Question 29: Which is the most powerful refractive surface of the eye?
- A. Conjunctiva
- B. Cornea (Correct Answer)
- C. Vitreous
- D. Lens
Explanation: ***Cornea*** - The **cornea** is the eye's outermost, transparent layer, responsible for approximately **two-thirds of the total refractive power** of the eye due to its highly curved anterior surface and the significant change in refractive index from air to corneal tissue. - Its fixed curvature and consistent refractive index make it the primary and most powerful component in bending light rays to focus them on the retina. *Conjunctiva* - The **conjunctiva** is a thin, translucent mucous membrane that lines the inner surface of the eyelids and covers the anterior sclera (white part of the eye). - Its primary function is protection and lubrication, producing mucus and tears, but it plays **no significant role in light refraction**. *Vitreous* - The **vitreous humor** is a transparent, gel-like substance that fills the space between the lens and the retina, maintaining the eye's shape. - It has a refractive index very similar to water (approximately 1.334) and contributes **minimally to the eye's total refractive power** because light has already been significantly refracted by the cornea and lens before reaching it. *Lens* - The **lens** is a transparent, biconvex structure located behind the iris, providing the remaining **one-third of the eye's refractive power**. - While crucial for **accommodation** (changing focal length to see objects at different distances), its refractive power is less than the cornea's, and its ability to change shape is what makes it unique, not its absolute power.
Question 30: Strabismic amblyopia is more common in patients with:
- A. Constant strabismus (Correct Answer)

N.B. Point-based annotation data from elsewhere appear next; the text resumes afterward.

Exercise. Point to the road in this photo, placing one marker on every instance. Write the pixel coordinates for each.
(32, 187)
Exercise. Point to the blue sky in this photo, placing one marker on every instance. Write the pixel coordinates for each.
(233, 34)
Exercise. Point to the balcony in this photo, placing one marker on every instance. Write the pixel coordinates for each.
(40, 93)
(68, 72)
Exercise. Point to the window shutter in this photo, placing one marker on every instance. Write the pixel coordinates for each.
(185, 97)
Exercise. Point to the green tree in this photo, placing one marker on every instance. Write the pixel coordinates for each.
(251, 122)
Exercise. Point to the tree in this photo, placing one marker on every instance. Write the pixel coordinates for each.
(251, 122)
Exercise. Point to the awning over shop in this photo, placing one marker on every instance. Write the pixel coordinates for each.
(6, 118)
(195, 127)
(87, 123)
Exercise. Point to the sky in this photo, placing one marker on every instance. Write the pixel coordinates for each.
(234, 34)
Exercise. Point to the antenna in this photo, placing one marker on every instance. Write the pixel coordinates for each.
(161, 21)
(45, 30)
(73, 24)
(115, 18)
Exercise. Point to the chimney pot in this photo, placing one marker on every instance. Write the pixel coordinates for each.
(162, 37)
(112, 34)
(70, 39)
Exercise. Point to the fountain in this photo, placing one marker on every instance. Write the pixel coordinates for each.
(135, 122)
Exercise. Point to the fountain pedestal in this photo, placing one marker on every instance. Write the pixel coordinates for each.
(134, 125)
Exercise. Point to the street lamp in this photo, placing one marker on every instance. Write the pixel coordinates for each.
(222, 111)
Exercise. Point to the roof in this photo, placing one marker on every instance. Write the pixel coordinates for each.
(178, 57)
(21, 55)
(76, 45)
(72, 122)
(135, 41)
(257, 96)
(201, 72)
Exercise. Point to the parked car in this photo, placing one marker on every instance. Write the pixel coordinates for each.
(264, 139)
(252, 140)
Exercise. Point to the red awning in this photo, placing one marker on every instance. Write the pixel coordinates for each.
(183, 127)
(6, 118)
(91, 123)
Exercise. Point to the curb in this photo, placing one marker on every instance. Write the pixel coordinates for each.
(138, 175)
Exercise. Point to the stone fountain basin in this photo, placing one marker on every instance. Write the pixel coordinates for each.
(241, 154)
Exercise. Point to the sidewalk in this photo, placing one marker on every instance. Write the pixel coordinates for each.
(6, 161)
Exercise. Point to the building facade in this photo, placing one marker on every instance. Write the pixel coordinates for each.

- B. Alternating strabismus
- C. Latent strabismus
- D. Intermittent strabismus
Explanation: **Constant Strabismus** - In **constant strabismus**, one eye is always deviated, leading to **continuous suppression** of the image from the deviated eye by the brain. - This consistent suppression prevents proper visual development in the deviated eye, resulting in **amblyopia**. *Alternating strabismus* - In **alternating strabismus**, the deviation switches between the two eyes, allowing each eye to take turns fixing. - This alternation helps maintain relatively good visual acuity in both eyes, making **amblyopia less common** or severe. *Latent strabismus* - **Latent strabismus** (phoria) is a deviation that is only present when binocular fusion is disrupted (e.g., when one eye is covered). - Since fusion is typically maintained in daily vision, there is **no constant suppression** of one eye, and amblyopia is rare. *Intermittent strabismus* - **Intermittent strabismus** involves periods of deviation alternating with periods of straight eye alignment, often varying with fatigue or visual tasks. - While it can lead to amblyopia, it is **less common and severe** than with constant strabismus because there are periods when the visual input from both eyes is utilized.